Bricks From Installation To Be Retained As Part Of Market Regeneration

Bricks From Installation To Be Retained As Part Of Market Regeneration
Bricks From Installation To Be Retained As Part Of Market Regeneration

Bricks from The Sixteen Thousand, the hugely popular art installation currently on show at Unit 1 @TheDock, adjacent to C4DI in Hull, are to be retained as part of the regeneration of the Fruit Market, it was announced today.

The Sixteen Thousand is a unique Hull 2017 learning and participation project involving around 150 nursery schools, early years’ settings and children’s centres in Hull.

It saw around 16,000 children in the city under the age of five offered the chance to decorate one clay brick each. After being fired in a kiln the resulting bricks became part of the impressive installation, which has been on display overlooking Stage@TheDock in the Fruit Market since 2 October.

Devised as a participation project to get youngsters in Hull working with clay and helping make a collaborative artwork The Sixteen Thousand was intended to be temporary.

Following discussions with Hull 2017, Wykeland Beal, the joint venture company working in partnership with Hull City Council to redevelop the Fruit Market, now plans to incorporate some of the bricks in a future development.

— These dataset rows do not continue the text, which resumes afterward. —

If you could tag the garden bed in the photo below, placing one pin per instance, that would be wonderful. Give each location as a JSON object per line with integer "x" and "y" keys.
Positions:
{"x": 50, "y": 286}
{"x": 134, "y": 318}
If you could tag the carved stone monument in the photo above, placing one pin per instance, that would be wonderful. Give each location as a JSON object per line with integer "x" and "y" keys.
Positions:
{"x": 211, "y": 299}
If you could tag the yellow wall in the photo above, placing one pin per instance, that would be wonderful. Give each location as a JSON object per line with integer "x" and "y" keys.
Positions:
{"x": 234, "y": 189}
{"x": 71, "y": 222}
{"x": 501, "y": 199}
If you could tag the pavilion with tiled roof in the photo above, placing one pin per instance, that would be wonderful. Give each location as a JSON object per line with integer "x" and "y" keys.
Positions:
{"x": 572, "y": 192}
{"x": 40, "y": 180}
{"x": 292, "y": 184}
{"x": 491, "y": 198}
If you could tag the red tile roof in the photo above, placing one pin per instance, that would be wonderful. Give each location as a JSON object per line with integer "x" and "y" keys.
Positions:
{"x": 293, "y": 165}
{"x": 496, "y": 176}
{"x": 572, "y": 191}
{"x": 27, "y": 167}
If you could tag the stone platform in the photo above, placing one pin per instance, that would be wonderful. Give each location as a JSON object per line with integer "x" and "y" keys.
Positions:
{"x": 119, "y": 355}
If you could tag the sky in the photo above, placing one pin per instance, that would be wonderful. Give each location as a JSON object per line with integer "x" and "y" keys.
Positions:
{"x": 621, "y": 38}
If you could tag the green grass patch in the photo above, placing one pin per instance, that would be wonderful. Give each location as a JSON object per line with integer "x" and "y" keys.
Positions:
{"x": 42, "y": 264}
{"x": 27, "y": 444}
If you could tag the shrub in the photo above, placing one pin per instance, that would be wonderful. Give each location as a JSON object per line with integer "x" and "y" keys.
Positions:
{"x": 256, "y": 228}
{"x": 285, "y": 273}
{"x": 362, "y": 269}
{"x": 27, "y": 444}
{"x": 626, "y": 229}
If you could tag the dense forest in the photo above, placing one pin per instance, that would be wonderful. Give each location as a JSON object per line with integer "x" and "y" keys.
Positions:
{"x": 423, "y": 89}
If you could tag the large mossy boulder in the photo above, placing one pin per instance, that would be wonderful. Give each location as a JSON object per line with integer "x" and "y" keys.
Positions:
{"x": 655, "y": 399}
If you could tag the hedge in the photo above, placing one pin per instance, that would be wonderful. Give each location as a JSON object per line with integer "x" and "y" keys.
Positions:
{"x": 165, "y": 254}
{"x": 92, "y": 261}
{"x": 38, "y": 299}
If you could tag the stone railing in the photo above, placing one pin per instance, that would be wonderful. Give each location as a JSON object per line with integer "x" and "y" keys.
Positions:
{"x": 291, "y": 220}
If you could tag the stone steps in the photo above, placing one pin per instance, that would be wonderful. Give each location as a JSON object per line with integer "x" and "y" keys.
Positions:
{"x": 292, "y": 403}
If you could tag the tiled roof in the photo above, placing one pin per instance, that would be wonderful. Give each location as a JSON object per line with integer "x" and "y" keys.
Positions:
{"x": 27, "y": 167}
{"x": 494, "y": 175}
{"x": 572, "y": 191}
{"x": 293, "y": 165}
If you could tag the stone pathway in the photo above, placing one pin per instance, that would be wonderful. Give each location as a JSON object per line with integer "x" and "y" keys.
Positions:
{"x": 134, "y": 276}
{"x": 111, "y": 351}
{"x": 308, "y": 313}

Dominic Gibbons, Managing Director at Wykeland Group, speaking on behalf of Wykeland Beal, said: “We’re delighted to be working with Hull 2017 to incorporate some of the bricks into our plans for the Fruit Market. The Sixteen Thousand is a wonderful project and it’s been inspiring to see so many of the city’s youngsters involved. Even though it’s a temporary project it feels very apt to be able to create a legacy from it within Hull’s creative and cultural quarter.

“We’re now considering how best we can use the bricks and ensure the creativity of so many young people is preserved as part of the exciting rejuvenation of the Fruit Market. Watch this space for further news.”

In addition to Wykeland Beal’s plans, some of the nurseries and other organisations involved in the project are taking an allocation of bricks after the installation closes this Sunday 5 November. A number of parents of children have also said they would like to have a brick for their child as a memento for taking part.

Martin Green, Director of , said: “The Sixteen Thousand has been a resounding success at every stage of the way, from the creative sessions across all of the city’s nurseries, children’s centres and early years’ settings, which saw children getting the opportunity to play with clay and make their own unique mark on a brick, to the hugely popular installation that so many have enjoyed over the last month. We are therefore thrilled that Wykeland Beal wants to use some of the bricks as a permanent reminder of this great project.”

The 16 tonnes of clay used for the project were quarried locally and supplied by Broomfleet-based roof tile factory Wienerberger, the UK’s leading provider of wall, roof and landscaping solutions.

Ian Martinson, Heritage Services & Factory 3 Team Leader at Wienerberger, said: “Clay is the oldest artistic material and has been used for centuries to create both practical and aesthetic pieces, from making containers to store and transport food in pre-historic times, to the decorative vases of the Ming Dynasty. This has been an inspiring project to be involved during Hull’s City of Culture year and it is brilliant to know that the bricks will have a life after the installation is over, not just as part of the nature reserve we will be creating, but also as part of the Fruit Market.”

The Sixteen Thousand closes on Sunday 5 November. Parents whose children have taken part in the project will have the opportunity to collect a brick as a memento from 1pm. There will be further collections at the former Staples building at Myton Street Retail Park in Hull from 6pm-9pm on Friday 17 November and 10am-1pm on Saturday 18 November.